Aos poucos aquela secura foi passando e sua consciência, voltando. A ultima coisa da qual se lembrava era que tinha caído numa fenda quando já ia saindo da Rocha da Porta do Céu. E, de repente, foi tomada por uma duvidosa lucidez: é claro, só podia estar num hospital! Onde mais estaria?
- Pode deixa-lo entrar. - Ouviu novamente aquela voz e se pôs alerta.
Quem entraria pela porta: Miloch,
Murilo, padre Renzo? Quando ouviu o ruído da maçaneta, abriu mais os olhos e exclamou, aliviada:
- Miloch!
- Maiva, meu amor...
- Maiva? Quem é Maiva? Eu sou Salamandra!
        Viu o sorriso desaparecer do rosto bonito e uma expressão desconcertada tomar conta dele ao virar-se para o médico, que acenou que estava tudo bem.
O que estava acontecendo ali?

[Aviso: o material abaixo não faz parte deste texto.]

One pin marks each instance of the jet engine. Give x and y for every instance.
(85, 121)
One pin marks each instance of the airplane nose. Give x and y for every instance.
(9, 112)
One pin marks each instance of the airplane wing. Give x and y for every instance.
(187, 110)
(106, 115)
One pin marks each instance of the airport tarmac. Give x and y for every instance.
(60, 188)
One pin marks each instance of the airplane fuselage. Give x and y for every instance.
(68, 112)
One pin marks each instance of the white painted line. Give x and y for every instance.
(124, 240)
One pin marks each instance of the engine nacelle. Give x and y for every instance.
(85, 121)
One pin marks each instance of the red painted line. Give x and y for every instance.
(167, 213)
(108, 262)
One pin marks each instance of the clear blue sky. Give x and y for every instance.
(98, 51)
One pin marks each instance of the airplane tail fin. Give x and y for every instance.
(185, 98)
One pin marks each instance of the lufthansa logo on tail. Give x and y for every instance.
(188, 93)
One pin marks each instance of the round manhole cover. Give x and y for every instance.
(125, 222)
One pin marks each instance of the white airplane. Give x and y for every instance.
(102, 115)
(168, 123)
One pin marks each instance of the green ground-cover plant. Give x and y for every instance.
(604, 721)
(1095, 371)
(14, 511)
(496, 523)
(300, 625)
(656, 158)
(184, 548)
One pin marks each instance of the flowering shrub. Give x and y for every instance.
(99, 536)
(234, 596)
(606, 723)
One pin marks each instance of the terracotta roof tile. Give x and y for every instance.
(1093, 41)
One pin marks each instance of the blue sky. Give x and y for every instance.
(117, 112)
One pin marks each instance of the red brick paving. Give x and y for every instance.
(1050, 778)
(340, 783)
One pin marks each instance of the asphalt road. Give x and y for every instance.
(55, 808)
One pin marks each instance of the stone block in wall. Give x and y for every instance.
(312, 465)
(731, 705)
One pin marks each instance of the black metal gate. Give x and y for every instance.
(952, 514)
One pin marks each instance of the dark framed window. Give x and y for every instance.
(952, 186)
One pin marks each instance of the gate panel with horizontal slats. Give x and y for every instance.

Por que Miloch a tratava como se fosse outra pessoa?
        - Miloch, preciso falar com o padre Renzo, por favor.
- Com quem?
- Miloch, pare com essa brincadeira, preciso falar com o padre Renzo, é de suma importância que ele conheça o conteúdo dos pergaminhos. Ele precisa saber que libertei os mil braços de Deus antes de cair na fenda.
Atônito, tornou a olhar para o médico, que com um sinal da mão  confirmou que estava tudo bem e que continuasse. Então, com uma paciência que beirava a piedade, ele disse que Renzo não estava ali, mas que podia confiar nele para fazer chegar ao padre as importantes revelações.
Pressentiu uma grande falsidade na promessa dele e decidiu que não perderia seu precioso tempo revelando mais nada! Aquele espirito encostado em Miloch não debocharia dela, nem a usaria para tomar conhecimento do que estava por acontecer. O Mal tinha sua expertise, mas ela o conhecia muito bem.
- Onde está Murilo? Quero falar com ele.
E foi dominada pelo estupor quando ouviu a voz de comando, dizer:
- Não se preocupe, é normal que uma pessoa ao acordar do coma viva por um tempo num universo à parte, resvalando entre alucinações e momentos de lucidez. Tenha paciência que logo tudo se normalizará. Vou deixa-los sozinhos, converse com ela, conte-lhe dos gêmeos, isso a ajudará a se recuperar mais rapidamente.
         Então, aqueles chamados que só ela podia ouvir era a equipe médica tentando acorda-la? E os toques e as desagradáveis sensações corporais eram os tratamentos médicos a que estava sendo submetida enquanto profundamente desacordada?
Assim que todos se retiraram, sentiu mãos quentes acariciarem seu rosto, e a sensação paralisante foi-se dissipando com aquele carinho.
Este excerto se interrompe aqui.